Trump is right that economic growth should be the goal of tax reform, and that’s the lens through which we should evaluate the current controversy over whether tax reform should be revenue-neutral, or whether we should accept a tax reform plan that actually cuts taxes overall and thus loses federal revenue.
The budgetary and fiscal rules of the last couple of decades put an emphasis on revenue neutrality. In other words, tax reform can rearrange the pieces of the tax code so long as the overall reform is scored as providing the same amount of revenue as the pre-reform tax code. These rules have been driven by entirely reasonable concerns about budget deficits and perpetually adding to the national debt.
Here’s the problem: If economic growth is our standard of success, revenue neutral tax reforms don’t have a history of stimulating much economic growth. The last major US tax reform, the tax reform of 1986, frankly didn’t do much in terms of stimulating additional economic growth. Neither did the two Bush tax cuts in 2001 and 2003.
On the other hand, significant tax cuts have a history of stimulating significant economic growth. Neither the 1962 Kennedy tax cuts nor the 1981 Reagan tax cuts were revenue neutral. And yet the Kennedy tax cuts succeeded in stimulating eight years of 5 percent average economic growth.
The 1981 Reagan tax cuts more than paid for themselves over seven years. They did so by creating 92 months of economic growth without a recession, with a sustained period averaging 4.4 percent economic growth from 1983 to 1989. By contrast, the Obama years never cracked 3 percent economic growth.
Recent notable tax reform efforts in the UK and Sweden have also not been hobbled by a requirement to be revenue neutral. Instead, reformers fully intended to reduce the tax burden on the economy, with the understanding that increased economic growth would, over time, more than compensate for lost revenue.
So if economic growth is the goal, tax reform need not be revenue neutral—in fact, if it is, it probably won’t stimulate much economic growth.

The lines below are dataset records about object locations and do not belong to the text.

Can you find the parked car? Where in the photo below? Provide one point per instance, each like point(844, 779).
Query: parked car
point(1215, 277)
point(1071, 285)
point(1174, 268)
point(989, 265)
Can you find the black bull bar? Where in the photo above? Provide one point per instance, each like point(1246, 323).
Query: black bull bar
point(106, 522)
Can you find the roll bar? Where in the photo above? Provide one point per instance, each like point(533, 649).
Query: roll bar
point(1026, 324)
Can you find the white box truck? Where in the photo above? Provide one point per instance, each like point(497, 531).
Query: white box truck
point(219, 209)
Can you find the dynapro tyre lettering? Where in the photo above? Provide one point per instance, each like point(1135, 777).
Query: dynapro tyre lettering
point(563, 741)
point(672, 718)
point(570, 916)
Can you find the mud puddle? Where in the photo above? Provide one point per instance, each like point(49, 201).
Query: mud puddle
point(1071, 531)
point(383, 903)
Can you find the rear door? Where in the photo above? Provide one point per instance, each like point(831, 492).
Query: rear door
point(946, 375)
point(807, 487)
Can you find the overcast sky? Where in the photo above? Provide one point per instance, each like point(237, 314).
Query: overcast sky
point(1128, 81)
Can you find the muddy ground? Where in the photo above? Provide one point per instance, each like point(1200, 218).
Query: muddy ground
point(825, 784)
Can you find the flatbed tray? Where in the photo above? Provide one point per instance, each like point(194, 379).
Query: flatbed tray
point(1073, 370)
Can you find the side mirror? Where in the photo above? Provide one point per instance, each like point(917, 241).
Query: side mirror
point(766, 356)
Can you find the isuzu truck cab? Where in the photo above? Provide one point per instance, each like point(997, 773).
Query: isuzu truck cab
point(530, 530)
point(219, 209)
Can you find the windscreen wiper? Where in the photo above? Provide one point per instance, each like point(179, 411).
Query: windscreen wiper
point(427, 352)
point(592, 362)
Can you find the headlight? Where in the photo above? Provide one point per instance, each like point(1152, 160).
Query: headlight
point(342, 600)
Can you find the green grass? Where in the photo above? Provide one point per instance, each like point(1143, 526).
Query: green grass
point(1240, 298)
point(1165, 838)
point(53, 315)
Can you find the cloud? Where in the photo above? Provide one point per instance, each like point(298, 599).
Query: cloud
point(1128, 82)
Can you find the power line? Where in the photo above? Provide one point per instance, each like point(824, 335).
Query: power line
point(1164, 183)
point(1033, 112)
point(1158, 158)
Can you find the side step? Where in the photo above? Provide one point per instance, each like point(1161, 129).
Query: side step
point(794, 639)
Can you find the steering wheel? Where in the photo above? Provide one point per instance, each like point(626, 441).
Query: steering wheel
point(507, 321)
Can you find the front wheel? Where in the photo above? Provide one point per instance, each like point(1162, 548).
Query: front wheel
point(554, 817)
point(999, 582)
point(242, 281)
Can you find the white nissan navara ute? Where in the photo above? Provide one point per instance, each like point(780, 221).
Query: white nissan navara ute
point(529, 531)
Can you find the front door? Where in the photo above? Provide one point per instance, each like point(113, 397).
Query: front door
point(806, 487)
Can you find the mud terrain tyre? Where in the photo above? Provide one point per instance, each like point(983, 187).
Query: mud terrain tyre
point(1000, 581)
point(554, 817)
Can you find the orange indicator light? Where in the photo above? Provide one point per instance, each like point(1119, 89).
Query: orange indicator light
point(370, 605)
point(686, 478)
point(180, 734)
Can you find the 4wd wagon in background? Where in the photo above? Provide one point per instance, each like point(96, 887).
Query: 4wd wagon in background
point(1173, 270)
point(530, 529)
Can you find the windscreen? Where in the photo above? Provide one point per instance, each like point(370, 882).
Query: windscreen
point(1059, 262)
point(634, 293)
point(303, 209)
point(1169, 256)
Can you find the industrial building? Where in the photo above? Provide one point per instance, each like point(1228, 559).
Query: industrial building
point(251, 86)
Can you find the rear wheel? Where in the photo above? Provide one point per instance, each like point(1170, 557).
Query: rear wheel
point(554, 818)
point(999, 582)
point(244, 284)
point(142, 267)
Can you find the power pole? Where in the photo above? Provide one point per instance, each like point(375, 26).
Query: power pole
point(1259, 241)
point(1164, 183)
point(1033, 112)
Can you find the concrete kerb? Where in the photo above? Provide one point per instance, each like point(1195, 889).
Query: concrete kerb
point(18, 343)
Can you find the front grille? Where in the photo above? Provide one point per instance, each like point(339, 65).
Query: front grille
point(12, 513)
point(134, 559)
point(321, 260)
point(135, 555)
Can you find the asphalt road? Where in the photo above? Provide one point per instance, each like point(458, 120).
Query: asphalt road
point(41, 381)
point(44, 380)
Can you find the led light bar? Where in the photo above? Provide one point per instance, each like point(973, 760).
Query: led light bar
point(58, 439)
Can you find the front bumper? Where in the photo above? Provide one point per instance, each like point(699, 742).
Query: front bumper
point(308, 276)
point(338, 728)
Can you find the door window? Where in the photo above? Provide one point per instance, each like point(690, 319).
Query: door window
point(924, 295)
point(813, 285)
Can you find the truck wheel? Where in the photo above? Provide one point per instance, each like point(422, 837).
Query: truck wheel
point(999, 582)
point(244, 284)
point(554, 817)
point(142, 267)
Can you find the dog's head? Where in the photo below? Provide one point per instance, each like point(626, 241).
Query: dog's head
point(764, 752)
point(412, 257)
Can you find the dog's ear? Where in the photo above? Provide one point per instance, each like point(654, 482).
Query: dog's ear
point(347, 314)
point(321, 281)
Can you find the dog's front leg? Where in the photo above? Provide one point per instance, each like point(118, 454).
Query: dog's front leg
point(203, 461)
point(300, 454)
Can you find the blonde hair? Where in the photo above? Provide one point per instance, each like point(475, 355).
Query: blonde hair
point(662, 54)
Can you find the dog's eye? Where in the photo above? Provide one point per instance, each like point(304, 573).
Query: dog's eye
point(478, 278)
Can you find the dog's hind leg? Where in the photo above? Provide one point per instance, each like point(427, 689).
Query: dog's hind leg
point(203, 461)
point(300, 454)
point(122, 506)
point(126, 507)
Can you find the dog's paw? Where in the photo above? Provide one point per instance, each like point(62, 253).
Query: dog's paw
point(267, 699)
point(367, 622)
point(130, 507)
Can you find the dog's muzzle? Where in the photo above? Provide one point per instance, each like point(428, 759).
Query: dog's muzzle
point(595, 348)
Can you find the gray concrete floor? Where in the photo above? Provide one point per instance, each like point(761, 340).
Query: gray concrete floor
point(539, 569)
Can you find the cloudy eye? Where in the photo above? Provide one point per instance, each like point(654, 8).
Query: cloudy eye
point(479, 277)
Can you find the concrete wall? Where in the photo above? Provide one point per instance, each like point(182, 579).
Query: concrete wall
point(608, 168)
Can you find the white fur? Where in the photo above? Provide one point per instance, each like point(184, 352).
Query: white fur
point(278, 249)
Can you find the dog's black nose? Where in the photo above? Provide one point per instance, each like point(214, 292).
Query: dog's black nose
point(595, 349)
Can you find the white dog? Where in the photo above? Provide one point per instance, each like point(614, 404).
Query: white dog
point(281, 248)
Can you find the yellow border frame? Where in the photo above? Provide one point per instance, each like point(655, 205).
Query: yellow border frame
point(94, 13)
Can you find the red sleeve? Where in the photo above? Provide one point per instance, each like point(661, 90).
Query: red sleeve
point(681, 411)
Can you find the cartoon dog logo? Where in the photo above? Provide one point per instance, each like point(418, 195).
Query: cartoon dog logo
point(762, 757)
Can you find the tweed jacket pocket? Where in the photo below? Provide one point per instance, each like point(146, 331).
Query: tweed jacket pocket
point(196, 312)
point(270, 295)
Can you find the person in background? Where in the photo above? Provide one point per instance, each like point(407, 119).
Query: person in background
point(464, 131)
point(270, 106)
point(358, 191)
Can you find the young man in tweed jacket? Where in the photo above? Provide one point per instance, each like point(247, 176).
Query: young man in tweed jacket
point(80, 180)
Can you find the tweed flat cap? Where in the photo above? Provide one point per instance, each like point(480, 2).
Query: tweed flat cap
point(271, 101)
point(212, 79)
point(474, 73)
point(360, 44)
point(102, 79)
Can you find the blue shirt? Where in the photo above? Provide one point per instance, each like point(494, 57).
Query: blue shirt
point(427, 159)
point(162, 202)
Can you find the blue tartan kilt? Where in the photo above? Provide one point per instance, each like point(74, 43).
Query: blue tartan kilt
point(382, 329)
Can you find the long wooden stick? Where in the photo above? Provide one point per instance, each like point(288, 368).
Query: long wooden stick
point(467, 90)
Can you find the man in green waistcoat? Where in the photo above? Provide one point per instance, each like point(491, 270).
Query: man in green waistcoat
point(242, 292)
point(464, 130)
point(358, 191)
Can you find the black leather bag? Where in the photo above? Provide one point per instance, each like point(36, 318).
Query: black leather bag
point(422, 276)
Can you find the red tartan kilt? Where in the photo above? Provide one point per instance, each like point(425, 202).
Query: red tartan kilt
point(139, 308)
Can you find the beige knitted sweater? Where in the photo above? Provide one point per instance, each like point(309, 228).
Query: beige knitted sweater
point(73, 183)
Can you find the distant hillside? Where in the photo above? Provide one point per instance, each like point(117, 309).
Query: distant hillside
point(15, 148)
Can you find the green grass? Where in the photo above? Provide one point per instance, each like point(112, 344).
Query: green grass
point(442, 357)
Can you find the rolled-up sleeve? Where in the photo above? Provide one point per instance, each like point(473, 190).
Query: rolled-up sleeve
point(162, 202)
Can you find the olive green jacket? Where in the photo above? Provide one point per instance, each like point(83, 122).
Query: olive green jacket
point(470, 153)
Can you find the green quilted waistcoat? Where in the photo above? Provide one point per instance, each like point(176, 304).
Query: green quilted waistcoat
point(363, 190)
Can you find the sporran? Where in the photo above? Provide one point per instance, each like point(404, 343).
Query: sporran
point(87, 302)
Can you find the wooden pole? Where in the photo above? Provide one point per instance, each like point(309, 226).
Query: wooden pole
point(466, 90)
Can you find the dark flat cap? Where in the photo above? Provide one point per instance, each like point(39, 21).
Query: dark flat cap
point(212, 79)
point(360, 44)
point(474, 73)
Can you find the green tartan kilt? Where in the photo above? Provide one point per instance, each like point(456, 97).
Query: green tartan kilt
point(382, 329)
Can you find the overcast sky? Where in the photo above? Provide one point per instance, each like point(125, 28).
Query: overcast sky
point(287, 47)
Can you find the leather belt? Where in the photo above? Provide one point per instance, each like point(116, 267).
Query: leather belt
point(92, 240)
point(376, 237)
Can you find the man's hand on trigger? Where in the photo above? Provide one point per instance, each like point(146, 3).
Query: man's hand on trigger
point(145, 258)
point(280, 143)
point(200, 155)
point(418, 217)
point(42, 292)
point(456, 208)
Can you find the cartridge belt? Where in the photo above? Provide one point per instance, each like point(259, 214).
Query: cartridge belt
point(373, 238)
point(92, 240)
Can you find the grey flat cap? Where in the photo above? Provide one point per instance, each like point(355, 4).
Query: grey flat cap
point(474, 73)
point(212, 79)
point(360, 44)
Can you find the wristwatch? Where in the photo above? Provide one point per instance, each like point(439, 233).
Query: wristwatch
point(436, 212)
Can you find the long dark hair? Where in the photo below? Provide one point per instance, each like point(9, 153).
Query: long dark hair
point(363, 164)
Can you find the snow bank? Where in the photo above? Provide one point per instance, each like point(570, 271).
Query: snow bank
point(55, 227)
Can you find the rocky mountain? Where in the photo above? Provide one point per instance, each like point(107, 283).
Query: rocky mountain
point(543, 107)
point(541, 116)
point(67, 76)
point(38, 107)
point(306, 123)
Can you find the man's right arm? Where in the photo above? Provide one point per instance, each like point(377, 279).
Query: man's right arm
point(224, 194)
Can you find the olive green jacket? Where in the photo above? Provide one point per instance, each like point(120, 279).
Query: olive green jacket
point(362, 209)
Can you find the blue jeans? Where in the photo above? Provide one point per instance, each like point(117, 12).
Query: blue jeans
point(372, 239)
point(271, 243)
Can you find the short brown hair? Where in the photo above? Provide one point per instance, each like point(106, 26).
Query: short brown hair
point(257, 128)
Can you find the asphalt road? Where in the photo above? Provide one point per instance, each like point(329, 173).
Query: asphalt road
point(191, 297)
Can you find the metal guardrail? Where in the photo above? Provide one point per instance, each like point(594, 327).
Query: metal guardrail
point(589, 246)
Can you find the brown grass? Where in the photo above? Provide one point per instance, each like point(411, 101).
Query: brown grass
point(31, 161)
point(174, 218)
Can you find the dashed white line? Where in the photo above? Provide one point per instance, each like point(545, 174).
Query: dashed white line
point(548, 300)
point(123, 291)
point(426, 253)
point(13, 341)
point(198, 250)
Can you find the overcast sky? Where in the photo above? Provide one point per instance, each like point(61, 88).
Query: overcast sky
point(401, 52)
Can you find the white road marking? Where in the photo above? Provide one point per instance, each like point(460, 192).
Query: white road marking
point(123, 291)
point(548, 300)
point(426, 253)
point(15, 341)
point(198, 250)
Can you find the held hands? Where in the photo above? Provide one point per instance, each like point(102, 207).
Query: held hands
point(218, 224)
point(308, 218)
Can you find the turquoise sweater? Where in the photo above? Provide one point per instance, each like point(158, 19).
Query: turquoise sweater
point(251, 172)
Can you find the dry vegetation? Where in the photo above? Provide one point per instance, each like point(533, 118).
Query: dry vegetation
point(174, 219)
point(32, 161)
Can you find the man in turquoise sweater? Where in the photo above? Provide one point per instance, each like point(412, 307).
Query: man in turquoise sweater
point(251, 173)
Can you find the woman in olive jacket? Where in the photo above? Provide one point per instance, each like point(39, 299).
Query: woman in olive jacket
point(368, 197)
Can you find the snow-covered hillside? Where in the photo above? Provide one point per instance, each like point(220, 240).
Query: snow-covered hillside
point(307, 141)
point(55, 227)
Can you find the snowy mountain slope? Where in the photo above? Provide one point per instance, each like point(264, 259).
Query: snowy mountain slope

Republicans should not trap themselves within the strait jacket of revenue neutrality, and when the criticisms come, they should clearly explain that the goal is economic growth, not revenue neutrality. But, in order for such large tax cuts to be credible to the American people and consistent with Trump’s campaign rhetoric and Republican fiscal discipline, they must be paired with serious, structural spending restraints designed to ensure that we take full advantage of increased economic growth to reduce budget deficits and at least stop adding to the national debt.